New data from the Centers for Disease Control and Prevention yesterday confirmed what experts have been warning: Fentanyl is not only deadly on its own, but is also contributing to other drugs' high death rates.

The big picture: As the nation's addiction crisis has unfolded, the No. 1 cause of overdose deaths has shifted from prescription drugs to heroin to fentanyl. And now cocaine — a stimulant, making it the odd man out — is also seeing a spike.

  • Many overdose deaths involve more than one drug, and fentanyl crops up in a lot of those cases.

What they're saying: "Fentanyl overdose deaths, of course, keep going up. Cocaine overdose deaths [are] going up.

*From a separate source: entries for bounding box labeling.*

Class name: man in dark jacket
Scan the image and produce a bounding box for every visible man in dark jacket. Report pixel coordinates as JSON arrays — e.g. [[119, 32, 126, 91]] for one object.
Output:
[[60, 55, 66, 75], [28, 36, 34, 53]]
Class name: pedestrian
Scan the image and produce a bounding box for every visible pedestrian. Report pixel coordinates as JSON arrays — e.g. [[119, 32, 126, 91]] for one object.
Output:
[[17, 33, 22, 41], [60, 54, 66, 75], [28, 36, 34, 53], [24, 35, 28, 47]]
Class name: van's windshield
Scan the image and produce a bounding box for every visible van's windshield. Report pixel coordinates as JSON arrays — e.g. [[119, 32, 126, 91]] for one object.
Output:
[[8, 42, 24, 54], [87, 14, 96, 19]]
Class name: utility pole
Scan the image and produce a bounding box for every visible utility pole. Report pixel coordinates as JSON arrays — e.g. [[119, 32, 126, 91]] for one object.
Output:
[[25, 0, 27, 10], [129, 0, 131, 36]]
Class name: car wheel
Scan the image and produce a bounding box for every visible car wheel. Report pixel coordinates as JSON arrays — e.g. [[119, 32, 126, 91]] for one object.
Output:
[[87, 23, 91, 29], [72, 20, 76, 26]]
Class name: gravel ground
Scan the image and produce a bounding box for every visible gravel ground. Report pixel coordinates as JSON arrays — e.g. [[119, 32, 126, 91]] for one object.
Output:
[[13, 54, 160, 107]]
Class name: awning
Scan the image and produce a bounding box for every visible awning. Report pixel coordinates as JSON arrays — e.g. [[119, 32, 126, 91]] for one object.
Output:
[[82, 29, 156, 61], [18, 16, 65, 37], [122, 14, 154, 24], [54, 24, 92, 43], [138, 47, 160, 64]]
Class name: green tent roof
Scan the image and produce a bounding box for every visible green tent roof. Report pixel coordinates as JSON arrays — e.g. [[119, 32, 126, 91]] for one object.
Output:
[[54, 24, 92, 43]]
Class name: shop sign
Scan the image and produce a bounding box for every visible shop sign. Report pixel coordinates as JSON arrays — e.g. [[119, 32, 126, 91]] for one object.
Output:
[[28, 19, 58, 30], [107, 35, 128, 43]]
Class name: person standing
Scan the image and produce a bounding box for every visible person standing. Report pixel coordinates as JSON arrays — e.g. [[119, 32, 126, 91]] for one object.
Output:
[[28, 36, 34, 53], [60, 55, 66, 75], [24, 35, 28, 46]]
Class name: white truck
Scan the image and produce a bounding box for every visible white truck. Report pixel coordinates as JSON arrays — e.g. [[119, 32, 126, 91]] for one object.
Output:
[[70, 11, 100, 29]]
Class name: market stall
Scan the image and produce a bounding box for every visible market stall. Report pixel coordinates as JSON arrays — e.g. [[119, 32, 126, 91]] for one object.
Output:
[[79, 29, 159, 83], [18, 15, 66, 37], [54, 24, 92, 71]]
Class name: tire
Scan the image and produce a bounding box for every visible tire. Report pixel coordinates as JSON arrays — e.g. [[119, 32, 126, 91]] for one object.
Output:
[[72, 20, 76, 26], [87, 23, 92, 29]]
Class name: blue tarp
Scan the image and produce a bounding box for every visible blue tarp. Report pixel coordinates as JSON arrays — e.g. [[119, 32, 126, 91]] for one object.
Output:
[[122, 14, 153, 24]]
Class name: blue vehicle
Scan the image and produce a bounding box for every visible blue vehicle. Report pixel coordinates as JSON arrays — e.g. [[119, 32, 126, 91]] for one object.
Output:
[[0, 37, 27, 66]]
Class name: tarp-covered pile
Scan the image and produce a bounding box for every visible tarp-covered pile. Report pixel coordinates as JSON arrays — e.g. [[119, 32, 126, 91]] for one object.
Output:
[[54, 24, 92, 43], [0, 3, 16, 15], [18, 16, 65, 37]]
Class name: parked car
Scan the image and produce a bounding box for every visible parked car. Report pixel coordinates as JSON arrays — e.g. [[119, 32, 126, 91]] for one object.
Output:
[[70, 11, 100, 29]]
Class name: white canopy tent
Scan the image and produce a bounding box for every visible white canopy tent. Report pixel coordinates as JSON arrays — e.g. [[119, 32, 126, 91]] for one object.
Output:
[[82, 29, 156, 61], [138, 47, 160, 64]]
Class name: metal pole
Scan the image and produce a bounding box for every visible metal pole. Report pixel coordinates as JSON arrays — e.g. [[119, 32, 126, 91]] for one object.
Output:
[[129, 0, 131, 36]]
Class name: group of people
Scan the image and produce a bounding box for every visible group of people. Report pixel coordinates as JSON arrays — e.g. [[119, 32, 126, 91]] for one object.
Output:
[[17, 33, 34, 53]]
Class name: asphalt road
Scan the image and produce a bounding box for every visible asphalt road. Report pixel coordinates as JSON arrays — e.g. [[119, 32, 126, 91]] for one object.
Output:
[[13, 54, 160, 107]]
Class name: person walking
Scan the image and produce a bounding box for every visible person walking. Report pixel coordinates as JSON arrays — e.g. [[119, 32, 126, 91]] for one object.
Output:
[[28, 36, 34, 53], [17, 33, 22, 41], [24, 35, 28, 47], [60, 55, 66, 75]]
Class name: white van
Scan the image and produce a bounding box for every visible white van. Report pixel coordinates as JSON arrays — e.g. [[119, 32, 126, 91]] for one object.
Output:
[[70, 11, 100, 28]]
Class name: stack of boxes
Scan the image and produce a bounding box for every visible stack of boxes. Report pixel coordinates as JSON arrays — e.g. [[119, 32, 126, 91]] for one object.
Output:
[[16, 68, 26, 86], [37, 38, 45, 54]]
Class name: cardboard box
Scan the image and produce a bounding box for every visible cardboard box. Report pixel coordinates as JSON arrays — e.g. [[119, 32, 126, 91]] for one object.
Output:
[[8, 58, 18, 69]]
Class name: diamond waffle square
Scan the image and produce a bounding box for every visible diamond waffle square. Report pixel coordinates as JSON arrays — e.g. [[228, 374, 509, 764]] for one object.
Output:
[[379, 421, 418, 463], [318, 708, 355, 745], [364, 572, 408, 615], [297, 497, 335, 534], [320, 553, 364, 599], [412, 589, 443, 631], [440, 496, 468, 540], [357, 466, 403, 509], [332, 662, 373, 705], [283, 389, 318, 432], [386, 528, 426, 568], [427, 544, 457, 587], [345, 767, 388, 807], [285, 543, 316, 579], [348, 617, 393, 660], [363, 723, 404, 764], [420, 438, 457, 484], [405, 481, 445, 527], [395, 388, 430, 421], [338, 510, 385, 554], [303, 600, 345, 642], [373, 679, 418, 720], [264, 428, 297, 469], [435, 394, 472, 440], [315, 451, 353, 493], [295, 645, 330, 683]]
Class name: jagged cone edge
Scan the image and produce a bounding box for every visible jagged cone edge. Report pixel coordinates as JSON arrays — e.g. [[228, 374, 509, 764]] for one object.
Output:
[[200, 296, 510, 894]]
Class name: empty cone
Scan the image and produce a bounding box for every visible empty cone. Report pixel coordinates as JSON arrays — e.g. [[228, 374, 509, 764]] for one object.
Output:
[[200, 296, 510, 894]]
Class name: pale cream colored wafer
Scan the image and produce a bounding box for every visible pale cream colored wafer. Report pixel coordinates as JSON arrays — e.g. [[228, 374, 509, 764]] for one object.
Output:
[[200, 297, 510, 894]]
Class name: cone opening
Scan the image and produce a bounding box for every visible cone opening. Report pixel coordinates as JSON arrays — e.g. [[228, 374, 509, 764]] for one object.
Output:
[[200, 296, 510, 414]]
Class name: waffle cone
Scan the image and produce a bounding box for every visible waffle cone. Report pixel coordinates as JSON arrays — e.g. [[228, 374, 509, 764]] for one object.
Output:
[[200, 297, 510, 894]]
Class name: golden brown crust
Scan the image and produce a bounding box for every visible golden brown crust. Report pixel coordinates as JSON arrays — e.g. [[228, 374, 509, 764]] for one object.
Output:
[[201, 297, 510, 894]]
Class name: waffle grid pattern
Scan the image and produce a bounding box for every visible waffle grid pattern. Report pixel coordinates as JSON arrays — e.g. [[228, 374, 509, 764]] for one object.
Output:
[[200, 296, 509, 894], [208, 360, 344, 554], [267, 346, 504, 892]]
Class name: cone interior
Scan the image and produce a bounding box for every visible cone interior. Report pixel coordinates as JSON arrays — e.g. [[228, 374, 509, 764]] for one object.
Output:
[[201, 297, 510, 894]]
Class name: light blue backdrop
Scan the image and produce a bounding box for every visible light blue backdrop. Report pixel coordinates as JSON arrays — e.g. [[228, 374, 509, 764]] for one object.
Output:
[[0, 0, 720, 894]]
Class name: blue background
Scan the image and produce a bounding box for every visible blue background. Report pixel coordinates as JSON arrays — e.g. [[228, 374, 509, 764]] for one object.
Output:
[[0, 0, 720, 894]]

The question we really have to get to the bottom of is: Is much of that [from] the lacing of cocaine with fentanyl? We certainly have seen some of that," HHS Secretary Alex Azar said at an Axios event yesterday.

By the numbers: While only about 1,600 overdose deaths were attributable to fentanyl in 2011 and 2012, this skyrocketed to more than 18,000 in 2016.

  • About 40% of deaths attributed to cocaine overdoses also involved fentanyl, according to the CDC, as did 37% of heroin deaths and 19% of deadly oxycodone overdoses.

Related: Fentanyl is so potent (and so easy to smuggle into the U.S.) that now experts are worried about it as a potential weapon for terrorists, Bloomberg's Anna Edney reports.

  • “Fentanyl-based drugs have been used in conflicts in other countries, so we know it’s possible," said Rick Bright, the director of the U.S. Biomedical Advanced Research and Development Authority.